Si on parle en ce moment beaucoup des courts de Roland-Garros, Critikat.com était cette semaine plutôt occupé par ceux du Centre Wallonie-Bruxelles, qui organisait la vingtième édition du festival « Le court en dit long ». Retour sur cette sélection teintée de mondes en crises, sur ses plus belles propositions, et bien sûr sur notre lauréat : Christine d’Isabelle Schapira.
Si l’expression « cinéma de crise » vaut souvent pour formule fourre-tout sur le cinéma dit « réaliste », elle s’est tout de même clairement illustrée dans cette vingtième sélection. Nombreuses furent les propositions portées par des personnages désorientés, souvent contraints à mener une vie de front, comme un combat. Face à cette existence qui pèse comme une lutte, certains proposent des portes de sortie, comme Vertige de Christophe Gautry et Mathieu Brisebras. Ce film en stop-motion a clairement emporté notre palme de l’animation, grâce à une métamorphose du paysage urbain dans sa symétrie, un retournement : une fuite dans un contre-monde, pas en avant, pas en arrière, mais dans la rotation, justement distingué par le jury qui lui a attribué une mention spéciale.

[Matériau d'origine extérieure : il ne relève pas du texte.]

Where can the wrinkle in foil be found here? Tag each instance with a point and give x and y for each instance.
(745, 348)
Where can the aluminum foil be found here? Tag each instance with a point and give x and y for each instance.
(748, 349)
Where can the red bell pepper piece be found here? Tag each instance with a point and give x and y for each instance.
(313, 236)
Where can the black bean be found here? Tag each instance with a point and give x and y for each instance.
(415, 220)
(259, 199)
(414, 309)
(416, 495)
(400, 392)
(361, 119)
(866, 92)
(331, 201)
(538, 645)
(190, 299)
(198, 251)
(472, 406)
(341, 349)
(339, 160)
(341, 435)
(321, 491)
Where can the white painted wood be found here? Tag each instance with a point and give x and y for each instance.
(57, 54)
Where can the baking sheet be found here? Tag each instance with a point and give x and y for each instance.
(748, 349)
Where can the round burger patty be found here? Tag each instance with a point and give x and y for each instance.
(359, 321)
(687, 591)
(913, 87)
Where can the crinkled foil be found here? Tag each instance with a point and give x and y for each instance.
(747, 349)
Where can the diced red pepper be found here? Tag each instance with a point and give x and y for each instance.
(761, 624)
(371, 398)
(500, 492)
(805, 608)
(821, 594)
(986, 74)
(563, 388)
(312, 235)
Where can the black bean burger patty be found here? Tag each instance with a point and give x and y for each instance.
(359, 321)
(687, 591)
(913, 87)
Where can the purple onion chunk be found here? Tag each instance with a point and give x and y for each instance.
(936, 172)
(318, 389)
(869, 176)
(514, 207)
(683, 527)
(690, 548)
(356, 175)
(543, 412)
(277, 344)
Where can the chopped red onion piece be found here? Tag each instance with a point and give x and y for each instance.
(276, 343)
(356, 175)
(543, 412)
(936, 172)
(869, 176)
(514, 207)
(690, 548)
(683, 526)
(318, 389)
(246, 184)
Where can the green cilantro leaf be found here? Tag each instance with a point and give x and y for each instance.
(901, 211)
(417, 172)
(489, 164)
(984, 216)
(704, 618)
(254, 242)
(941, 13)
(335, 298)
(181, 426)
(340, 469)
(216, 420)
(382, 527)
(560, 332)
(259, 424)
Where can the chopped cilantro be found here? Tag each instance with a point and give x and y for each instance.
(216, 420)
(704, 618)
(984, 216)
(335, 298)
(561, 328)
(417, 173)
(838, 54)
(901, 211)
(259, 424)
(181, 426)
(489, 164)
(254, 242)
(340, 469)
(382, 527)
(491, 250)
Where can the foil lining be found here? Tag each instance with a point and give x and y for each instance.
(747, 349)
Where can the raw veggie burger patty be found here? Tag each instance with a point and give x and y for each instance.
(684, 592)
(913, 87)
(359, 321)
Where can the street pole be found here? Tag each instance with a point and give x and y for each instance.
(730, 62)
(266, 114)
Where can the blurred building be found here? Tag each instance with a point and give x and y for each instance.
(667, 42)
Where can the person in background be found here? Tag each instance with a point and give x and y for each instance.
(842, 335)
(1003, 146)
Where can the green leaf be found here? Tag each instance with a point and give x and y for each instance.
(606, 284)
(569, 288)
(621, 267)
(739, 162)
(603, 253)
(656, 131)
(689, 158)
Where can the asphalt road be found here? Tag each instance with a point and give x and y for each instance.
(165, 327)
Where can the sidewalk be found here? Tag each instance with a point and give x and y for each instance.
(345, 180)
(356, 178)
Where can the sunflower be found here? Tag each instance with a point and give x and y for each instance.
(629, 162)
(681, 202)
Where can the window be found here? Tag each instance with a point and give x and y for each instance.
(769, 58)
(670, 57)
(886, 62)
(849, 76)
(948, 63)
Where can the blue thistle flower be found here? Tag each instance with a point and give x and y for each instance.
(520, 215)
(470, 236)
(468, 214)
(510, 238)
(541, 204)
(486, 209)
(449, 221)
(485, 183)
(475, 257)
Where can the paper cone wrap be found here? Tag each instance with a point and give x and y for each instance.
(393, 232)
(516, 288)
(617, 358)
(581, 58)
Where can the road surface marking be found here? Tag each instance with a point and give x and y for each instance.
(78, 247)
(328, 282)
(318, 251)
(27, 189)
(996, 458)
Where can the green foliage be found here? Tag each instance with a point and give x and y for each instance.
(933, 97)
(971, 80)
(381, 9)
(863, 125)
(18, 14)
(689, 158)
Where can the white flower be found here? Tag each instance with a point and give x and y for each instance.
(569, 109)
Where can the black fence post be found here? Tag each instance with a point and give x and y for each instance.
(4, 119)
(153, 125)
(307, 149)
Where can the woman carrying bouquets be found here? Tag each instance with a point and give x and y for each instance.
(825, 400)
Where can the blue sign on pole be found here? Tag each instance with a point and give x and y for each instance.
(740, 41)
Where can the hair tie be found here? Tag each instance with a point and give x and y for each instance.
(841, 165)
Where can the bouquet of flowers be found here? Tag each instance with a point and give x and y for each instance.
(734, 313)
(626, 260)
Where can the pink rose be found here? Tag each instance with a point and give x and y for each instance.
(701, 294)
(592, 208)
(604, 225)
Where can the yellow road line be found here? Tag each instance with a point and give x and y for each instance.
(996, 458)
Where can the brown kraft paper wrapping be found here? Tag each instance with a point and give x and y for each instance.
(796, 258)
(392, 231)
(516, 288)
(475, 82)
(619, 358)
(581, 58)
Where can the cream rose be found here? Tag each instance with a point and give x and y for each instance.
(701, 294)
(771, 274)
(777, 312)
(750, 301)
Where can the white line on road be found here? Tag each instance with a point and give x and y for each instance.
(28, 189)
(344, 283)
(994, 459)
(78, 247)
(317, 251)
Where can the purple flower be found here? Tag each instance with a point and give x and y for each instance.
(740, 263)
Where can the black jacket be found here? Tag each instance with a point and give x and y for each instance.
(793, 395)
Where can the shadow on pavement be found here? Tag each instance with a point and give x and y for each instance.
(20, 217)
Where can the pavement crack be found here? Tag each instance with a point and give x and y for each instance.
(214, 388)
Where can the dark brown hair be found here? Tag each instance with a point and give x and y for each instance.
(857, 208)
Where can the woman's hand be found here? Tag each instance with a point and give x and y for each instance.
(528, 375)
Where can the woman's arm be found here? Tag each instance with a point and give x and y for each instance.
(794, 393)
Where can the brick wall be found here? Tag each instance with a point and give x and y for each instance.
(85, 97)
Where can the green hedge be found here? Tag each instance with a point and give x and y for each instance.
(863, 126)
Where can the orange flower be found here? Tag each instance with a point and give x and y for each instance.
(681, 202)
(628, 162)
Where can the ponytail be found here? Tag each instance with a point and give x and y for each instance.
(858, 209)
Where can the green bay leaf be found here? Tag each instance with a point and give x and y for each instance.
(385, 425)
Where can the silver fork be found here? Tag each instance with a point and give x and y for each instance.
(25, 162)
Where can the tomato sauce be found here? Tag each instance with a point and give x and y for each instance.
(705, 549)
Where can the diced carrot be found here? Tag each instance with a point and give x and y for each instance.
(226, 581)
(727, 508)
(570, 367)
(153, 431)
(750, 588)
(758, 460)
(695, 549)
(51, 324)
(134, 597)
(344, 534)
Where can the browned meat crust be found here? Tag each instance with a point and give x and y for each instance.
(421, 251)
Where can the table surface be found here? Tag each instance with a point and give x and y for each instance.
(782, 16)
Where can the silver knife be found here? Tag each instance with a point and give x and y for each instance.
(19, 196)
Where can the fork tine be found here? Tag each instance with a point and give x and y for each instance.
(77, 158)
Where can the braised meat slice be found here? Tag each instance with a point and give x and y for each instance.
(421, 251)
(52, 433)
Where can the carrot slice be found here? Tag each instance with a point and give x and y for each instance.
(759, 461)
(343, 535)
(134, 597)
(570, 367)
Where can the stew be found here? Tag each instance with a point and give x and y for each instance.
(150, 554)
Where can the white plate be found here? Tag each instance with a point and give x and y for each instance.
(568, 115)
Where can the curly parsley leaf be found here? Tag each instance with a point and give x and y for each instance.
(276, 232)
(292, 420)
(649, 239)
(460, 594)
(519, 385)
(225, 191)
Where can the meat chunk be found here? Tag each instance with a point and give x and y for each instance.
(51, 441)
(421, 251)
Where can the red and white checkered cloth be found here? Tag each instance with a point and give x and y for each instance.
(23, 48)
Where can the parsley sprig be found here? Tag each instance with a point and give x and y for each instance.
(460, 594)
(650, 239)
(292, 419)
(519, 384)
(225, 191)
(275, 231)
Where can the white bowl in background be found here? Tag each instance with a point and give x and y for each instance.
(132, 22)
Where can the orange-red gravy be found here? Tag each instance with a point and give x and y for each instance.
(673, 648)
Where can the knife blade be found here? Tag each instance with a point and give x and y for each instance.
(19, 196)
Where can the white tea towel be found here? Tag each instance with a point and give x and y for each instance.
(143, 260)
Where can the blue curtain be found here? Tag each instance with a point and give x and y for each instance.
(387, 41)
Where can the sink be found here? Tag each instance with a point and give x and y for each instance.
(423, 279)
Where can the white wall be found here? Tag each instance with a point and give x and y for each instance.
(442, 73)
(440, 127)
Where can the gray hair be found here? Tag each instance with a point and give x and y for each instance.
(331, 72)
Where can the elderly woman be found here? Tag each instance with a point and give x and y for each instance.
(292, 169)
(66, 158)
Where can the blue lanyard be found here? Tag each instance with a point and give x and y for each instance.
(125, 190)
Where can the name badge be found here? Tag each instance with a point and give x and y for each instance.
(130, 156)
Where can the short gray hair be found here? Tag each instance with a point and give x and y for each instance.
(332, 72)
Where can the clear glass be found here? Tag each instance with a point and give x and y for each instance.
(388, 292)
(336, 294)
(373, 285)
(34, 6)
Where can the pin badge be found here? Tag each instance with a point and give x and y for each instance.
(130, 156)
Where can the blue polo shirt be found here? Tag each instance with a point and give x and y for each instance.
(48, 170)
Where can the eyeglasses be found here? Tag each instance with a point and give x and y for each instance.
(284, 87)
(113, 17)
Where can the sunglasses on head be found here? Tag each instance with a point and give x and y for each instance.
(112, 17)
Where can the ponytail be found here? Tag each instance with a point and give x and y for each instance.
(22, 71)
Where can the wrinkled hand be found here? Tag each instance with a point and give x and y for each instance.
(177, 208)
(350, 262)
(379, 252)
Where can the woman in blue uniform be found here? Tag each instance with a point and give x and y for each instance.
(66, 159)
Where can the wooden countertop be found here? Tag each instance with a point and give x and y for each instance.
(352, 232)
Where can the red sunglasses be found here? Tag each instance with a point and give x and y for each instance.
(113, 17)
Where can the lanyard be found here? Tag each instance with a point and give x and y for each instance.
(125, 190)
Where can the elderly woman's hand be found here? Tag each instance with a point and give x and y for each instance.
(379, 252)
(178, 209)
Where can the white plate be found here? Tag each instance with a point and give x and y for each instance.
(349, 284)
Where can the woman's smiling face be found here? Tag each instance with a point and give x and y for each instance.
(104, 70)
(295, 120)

De façon générale, le palmarès rejoint, à quelques détails près, nos favoris de cette sélection. Élu, entre autres, Prix du scénario, Le Cri du homard de Nicolas Guiot décrit le retour impossible d’un jeune Russe dans sa famille après son service en Tchétchénie. La violence vampirique qui l’empêche de redevenir homme et coupe un à un tous ses liens est certes touchante, et assez élégamment traduite par le metteur en scène même si on regrette que la caméra ne s’approche pas assez du soldat lui-même. Du coup, la question du point de vue est parfois un peu flottante et ambiguë, naviguant entre une petite sœur plutôt apathique, une mère indulgente, un père changeant. Si le Grand Prix du jury est allé à Martin de Raphaël Parmentier, joli portrait d’un jeune homme dont la mise en scène traduit assez justement – quitte à s’embarrasser de quelques inutiles fioritures – ses errements, le public s’est quant à lui montré plutôt inspiré en récompensant le très ludique Fable domestique d’Anne Sirot et Raphaël Balboni. Sorte d’Eyes Wide Shut bruxellois teinté de marivaudage, le film se joue des clichés et associe, avec un plaisir communicatif, désir de l’autre et plaisir du mot, notamment lors d’une scène de tableaux ubuesques où un couple en proie à la lassitude et à la frustration semble enfin pouvoir se réinventer.
S’il est courant pour le festivalier de redouter les films les plus longs, il a cette fois été rassuré, trouvant dans les quelques moyens métrages proposés de plutôt jolies découvertes. Ce fut le cas des Navets blancs empêchent de dormir, de Rachel Lang (avec Salomé Richard, récompensée l’année dernière), porté par une direction d’acteurs pleine de justesse, de légèreté bien dosée, bien qu’un peu flou sur son écriture de l’engagement amoureux et des passions. De même, Walking Ghost Phase, dont le synopsis mêlant amour et catastrophe nucléaire inspirait au moins la perplexité, s’avère relativement convainquant. Malgré un côté plutôt rentre-dedans, Bruno Tracq décrit un monde fatalement envahi par une présence virale intérieure comme extérieure, au sein de laquelle les êtres humains peinent à maintenir les liens. Nous pourrions ajouter à ceux-là quelques titres plus ou moins plaisants, au sein d’une sélection dotée de nombreux films qui, même s’ils ne captivaient pas outre mesure, tenaient bon la barre : le décalage naïf du Syndrome du cornichon de Géraldine Doignon, le double jeu évocateur du fermier de U.H.T. de Guillaume Senez, ou encore la fragile résistance de l’actrice principale de Fancy-Fair de Christophe Hermans.
Après Le Cours des choses l’an dernier, notre prix coup de cœur est revenu cette année à Christine d’Isabelle Schapira – tout autant qu’il s’adressait à sa comédienne, Christine Dargenton, lauréate du prix d’interprétation féminine. La réalisatrice y raconte, avec beaucoup de pudeur, le vibrant renoncement d’une mère dont le fils a brutalement quitté le domicile. Grâce à une écriture parfaitement dosée, un montage sobre, très dévoué à son personnage, et surtout à une comédienne tout à fait bouleversante, Christine est un film courageux sur la séparation, sans bris de verre, sans récitation : un lâcher-prise brillamment capté, à l’image de cette sélection de courts-métrages où la redéfinition des repères a constamment travaillé les personnages (et les auteurs), reflets probables d’un monde (et d’un pays) en crise qui refuse de se couper de l’humain.